Autosomal recessive polycystic kidney disease (ARPKD)

ARPKD is a type of polycystic kidney disease that has symptoms since childhood or even in the womb. If both parents have ARPKD, each child has a 25% risk of developing the condition.

Autosomal dominant polycystic kidney disease (ADPKD)

ADPKD is the most common type of polycystic kidney disease. Symptoms usually appear in adulthood, which is between the ages of 30-40 years. If one parent has ADPKD, each child has a 50% risk of developing ADPKD.

Apart from being hereditary, mutations or genetic changes can also cause polycystic kidney disease. This type is called acquired cystic kidney disease (ACKD). ACKD is rare and usually occurs in people with kidney failure.

Diagnosis of Polycystic Kidney Disease

Because polycystic kidney disease is a hereditary disease, the doctor will also trace the patient's family medical history. After that, the doctor will perform a physical examination, blood tests, and urine tests.

To confirm the diagnosis and determine the type of polycystic kidney disease experienced by the patient, the doctor will need to perform scanning tests, such as ultrasound, X-rays, or CT scans.

Polycystic Kidney Disease Treatment

The goals of treatment for polycystic kidney disease are to relieve symptoms and prevent complications. Maintaining kidney health by controlling blood pressure within normal limits is the main step in treating polycystic kidney disease. Some of the ways this can be done are:

Lifestyle changes

Changing a healthier lifestyle can help slow or prevent complications, such as kidney failure. Here are some healthy lifestyles that can be done:

  • Maintain ideal body weight.
  • Exercise regularly for 30 minutes per day, 5 days a week.
  • Adequate and regular sleep for 7-8 hours.
  • Deal with stress well.
  • Quit smoking.

Keep the diet

Maintaining a good diet can help control blood pressure and keep your kidneys healthy. The recommended diet is to reduce salty foods and increase fiber consumption, such as fruits, vegetables, and whole grains. Patients with polycystic kidney disease also need to meet their fluid needs by drinking enough water, and limiting alcohol and caffeine consumption.

Taking blood pressure medication

High blood pressure medications, such as ACE inhibitor and ARBs, can be used if lifestyle and dietary changes are not successful in lowering blood pressure. With stable blood pressure, complications of kidney failure can be prevented.

Doctors can also provide other treatment if there are disorders that accompany polycystic kidney disease, such as antibiotics if a urinary tract infection appears or paracetamol to relieve pain.

Until now, there is no cure for polycystic kidney disease. The goal of treatment is to prevent complications.

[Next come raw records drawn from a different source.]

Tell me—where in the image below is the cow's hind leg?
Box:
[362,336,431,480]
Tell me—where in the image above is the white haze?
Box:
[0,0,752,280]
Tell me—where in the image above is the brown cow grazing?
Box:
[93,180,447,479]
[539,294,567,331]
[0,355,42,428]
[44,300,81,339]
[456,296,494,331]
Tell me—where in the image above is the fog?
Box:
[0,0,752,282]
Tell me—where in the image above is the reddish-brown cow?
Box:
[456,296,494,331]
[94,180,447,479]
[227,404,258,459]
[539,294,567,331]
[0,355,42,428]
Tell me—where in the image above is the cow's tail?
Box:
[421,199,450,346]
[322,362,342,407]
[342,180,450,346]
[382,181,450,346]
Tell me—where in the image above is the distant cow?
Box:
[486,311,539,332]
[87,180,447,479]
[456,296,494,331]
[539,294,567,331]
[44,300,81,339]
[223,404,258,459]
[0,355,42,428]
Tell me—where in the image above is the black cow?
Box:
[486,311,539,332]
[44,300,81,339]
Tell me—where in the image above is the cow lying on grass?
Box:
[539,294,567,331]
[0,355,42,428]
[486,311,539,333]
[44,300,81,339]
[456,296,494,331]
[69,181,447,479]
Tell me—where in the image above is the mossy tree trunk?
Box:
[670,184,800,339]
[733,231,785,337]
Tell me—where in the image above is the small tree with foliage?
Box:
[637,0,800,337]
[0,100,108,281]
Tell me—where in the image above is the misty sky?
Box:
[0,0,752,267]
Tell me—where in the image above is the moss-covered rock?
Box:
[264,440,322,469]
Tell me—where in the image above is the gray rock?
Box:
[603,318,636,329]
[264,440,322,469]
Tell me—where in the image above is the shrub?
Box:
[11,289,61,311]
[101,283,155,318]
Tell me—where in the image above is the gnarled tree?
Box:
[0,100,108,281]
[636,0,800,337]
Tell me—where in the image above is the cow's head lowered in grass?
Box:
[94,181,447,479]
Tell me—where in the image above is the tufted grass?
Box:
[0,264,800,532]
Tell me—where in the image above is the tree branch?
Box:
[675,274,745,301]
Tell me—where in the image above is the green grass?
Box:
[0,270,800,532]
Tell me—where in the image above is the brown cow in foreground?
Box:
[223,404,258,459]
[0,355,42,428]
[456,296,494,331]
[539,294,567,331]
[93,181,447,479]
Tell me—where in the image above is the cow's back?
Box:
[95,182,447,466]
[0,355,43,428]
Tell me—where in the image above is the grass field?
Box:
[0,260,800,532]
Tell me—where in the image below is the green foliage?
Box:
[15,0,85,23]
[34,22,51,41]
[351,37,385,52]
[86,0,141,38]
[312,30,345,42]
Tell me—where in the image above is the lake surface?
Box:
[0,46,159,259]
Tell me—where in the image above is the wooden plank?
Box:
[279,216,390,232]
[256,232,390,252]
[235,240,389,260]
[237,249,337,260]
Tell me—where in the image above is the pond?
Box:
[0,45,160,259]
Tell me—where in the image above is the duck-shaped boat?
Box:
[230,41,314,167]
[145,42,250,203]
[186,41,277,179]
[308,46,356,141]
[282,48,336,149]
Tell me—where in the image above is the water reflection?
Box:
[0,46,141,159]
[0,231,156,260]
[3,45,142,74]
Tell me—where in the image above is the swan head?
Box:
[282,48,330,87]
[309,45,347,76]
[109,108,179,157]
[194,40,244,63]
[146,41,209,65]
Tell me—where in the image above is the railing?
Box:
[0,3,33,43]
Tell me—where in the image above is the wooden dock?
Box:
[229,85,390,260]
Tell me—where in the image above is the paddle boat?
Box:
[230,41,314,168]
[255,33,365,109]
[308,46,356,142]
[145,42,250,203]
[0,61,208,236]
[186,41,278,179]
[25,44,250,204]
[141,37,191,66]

Complications Polycystic Kidney Disease

Complications that can arise from polycystic kidney disease as the size and number of cysts increase are:

  • Kidney failure.
  • Spread of cysts to liver, pancreas, and testes
  • Cyst rupture.
  • Aneurysm of the brain.
  • Complications during pregnancy.
  • Diverticulitis
  • Disorders of the heart.
  • Cataract.
  • Heart disease.

Kidney failure is the most common complication of polycystic kidney disease. If you have kidney failure, you may need to undergo kidney replacement therapy, such as dialysis or a kidney transplant.

Prevention of Polycystic Kidney Disease

It is difficult to prevent polycystic kidney disease because it is an inherited disease. Prevention efforts are aimed at preventing and reducing the risk of complications.